The soup version goes just a little further in the same direction.  When you taste it some component that hits your palate first is a little shocking, but it transitions into a rich, different range so fast it's hard to identify that element.  It might just be the shock of tasting it after the other two but I think there is something unexpected there, maybe in a wood-tone / vegetal range.  It also has a bit of root-beer character to it, and a little mineral, just not much.  If you drank this tea alone you'd likely say "now I get JJM," but alongside these other two there is a lot more range to experience, and depending on how preference plays out it could easily be a least favorite.  Or maybe a favorite; preference variation is odd like that.

good in soup upper left, golden upper right, good in aroma lower

All three are good teas, or really a bit better than what I usually mean by "good."  For other teas that are good but not on this level the experience is about appreciating one or more positive aspects, or complexity, or feel, or cleanness, but for all these it's just a given that the whole range of general positive aspects is sort of covered.  It's not about focusing on something positive, or appreciating that the range and effect is nice, but instead about narrowing into how unique aspects in the absolutely right kind of context relate to preference, or enjoying the synchronicity.  Or it would be nice to not analyze it, and just be swept along by all that.

Tasting these together feels a little like a turning point in my experience of tea, like that first visit to a decent tea shop when you think "I get this!"  Of course I don't completely get it, in the sense of a veteran tea expert completely placing a tea based on vast experience, but it all clicks a little better.

Relating to my own preference; I liked the golden version best, aroma next best.  The "soup" version wasn't a flawed tea, not bad or even in a more average range, it just didn't click with me in the same way.  I could easily imagine someone liking the "aroma" version even more, that to some it would capture the essence of what JJM is supposed to be; that experience is unique, the brightness, subtlety, sweet floral tones in a black tea, the balance.  A lot of people might not feel like it was a black tea, given how all that comes across, since it's absolutely the opposite of commercial grade Assamica based teas.  There is no astringency at all, not malty or earthy, much ligher, brighter, sweeter and more complex--in it's own way, in a limited scope.  It shares a lot with some aspects range of oolongs, in a sense, it just doesn't remind me of any in particular; it's unique.

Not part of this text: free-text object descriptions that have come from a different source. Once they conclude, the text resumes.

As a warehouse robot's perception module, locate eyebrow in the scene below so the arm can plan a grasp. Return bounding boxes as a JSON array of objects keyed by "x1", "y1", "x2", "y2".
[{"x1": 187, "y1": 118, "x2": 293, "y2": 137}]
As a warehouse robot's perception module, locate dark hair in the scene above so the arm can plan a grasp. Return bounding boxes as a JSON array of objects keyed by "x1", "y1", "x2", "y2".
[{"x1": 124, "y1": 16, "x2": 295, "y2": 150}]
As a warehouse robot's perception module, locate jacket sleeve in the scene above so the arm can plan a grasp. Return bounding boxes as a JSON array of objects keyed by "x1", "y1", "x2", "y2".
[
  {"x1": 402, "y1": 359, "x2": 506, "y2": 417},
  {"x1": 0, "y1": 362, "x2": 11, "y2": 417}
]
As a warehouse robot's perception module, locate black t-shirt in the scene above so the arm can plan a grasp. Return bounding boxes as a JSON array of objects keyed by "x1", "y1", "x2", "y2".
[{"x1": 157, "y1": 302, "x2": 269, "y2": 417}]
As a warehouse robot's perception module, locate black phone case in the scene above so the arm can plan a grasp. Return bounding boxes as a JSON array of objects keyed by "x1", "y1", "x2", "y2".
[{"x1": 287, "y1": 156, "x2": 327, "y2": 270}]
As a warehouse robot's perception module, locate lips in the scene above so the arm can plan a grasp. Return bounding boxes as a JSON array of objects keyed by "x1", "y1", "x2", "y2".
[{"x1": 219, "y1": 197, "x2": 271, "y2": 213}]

Cindy and her uncle; tea legends

I could imagine some people not liking the golden version; the mineral aspects leading into a coffee range being too much.  Since I love dark roasted oolongs (maybe mid-roasted a little more; not the point here) it's still on the lighter side of where that general range can lead.  Without the rest of the range, that feel, the sweetness, the other flavor complexity it might not work, but to me it strikes an incredible balance.

Taken together with the last wild Lapsang Souchong I reviewed from Cindy these teas have given me a new appreciation for Wuyishan black teas.  I get the sense I'll never stop turning new pages related to all the teas from that area.  It's nice when tea type just clicks, and you absolutely love that, and want to have very similar experiences over and over, but this experience is nice too, when those subtle variations add up to relatively new experiences.